Quinoa Cucumber Clean Bowl

Quinoa Cucumber Clean Bowl

This bowl is the ultimate “reset” meal. It’s a crisp, vibrant, and incredibly refreshing dish that balances the earthy, protein-rich crunch of quinoa with the cooling snap of fresh cucumbers. Topped with a zesty lemon-tahini dressing, it’s designed to leave you feeling fueled rather than weighed down.
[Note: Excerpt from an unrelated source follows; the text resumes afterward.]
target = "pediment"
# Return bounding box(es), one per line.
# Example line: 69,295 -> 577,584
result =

It’s naturally gluten-free, vegan, and perfect for meal prep.

Recipe Overview

  • Servings: 2 Large Bowls

  • Prep Time: 15 minutes

  • Cook Time: 15 minutes

  • Total Time: 30 minutes

Ingredients

The Base

  • 1 cup Quinoa (rinsed thoroughly)

  • 2 cups Water or vegetable broth

  • 1 large English Cucumber (diced or sliced into half-moons)

  • 1 can (15oz) Chickpeas (drained and rinsed)

  • 1/2 cup Red onion (finely diced)

  • 1/2 cup Fresh parsley (chopped)

  • 1/4 cup Hemp seeds (for extra protein and crunch)

The Zesty Dressing

  • 3 tbsp Tahini

  • 1 large Lemon (juiced)

  • 1 clove Garlic (minced)

  • 1 tsp Maple syrup or honey (optional)

  • Salt & Pepper to taste

  • 1–2 tbsp Warm water (to thin)

Instructions

  1. Cook the Quinoa: In a medium saucepan, combine quinoa and water/broth. Bring to a boil, then reduce heat to low, cover, and simmer for 15 minutes or until liquid is absorbed. Remove from heat and let it sit covered for 5 minutes, then fluff with a fork.

  2. Prep the Veggies: While the quinoa cools slightly, chop your cucumber, red onion, and parsley.

  3. Whisk the Dressing: In a small bowl, whisk together tahini, lemon juice, garlic, and maple syrup. Add warm water one tablespoon at a time until you reach a creamy, pourable consistency. Season with salt and pepper.

  4. Assemble: In a large mixing bowl, toss the cooked quinoa with the chickpeas, cucumber, onion, and parsley.

  5. Serve: Divide into two bowls. Drizzle generously with the tahini dressing and sprinkle hemp seeds on top.

Nutritional Info (Per Serving)

Estimates based on standard ingredients.

Nutrient Amount
Calories 480 kcal
Protein 18g
Fiber 12g
Healthy Fats 16g
Carbohydrates 68g

Benefits

  • Complete Protein: Quinoa is one of the few plant-based foods that contains all nine essential amino acids.

  • Hydration: The high water content in cucumbers helps keep you hydrated, especially in warmer months.

  • Digestive Health: With 12g of fiber per serving, this bowl keeps your gut happy and keeps you full longer.

  • Anti-Inflammatory: Parsley and lemon juice provide a massive hit of Vitamin C and antioxidants.

Tips & Notes

  • Cooling is Key: For the best “Clean Bowl” experience, let the quinoa cool to room temperature before adding the cucumbers. This prevents the cucumbers from wilting and keeps the dish crisp.

  • English vs. Persian: Use English or Persian cucumbers—they have thinner skins and fewer seeds, so you don’t have to peel them.

  • Meal Prep: Keep the dressing in a separate container. This salad stays fresh in the fridge for up to 3 days.

Q&A

Q: Can I swap the quinoa for something else? A: Absolutely. Farro or brown rice work great, though the cooking times will vary. If you want a low-carb version, try cauliflower rice.

Q: My tahini dressing is too bitter. How do I fix it? A: Tahini brands vary in bitterness. Add a tiny pinch more salt or an extra teaspoon of maple syrup to balance the flavor.

Q: Can I add cheese? A: If you aren’t strictly vegan, some crumbled feta or goat cheese adds a lovely creamy saltiness that pairs perfectly with the cucumber.

Q: Is it okay to eat this warm? A: While it’s designed to be a “clean/refreshing” cold bowl, it’s perfectly delicious warm if you’re in a hurry!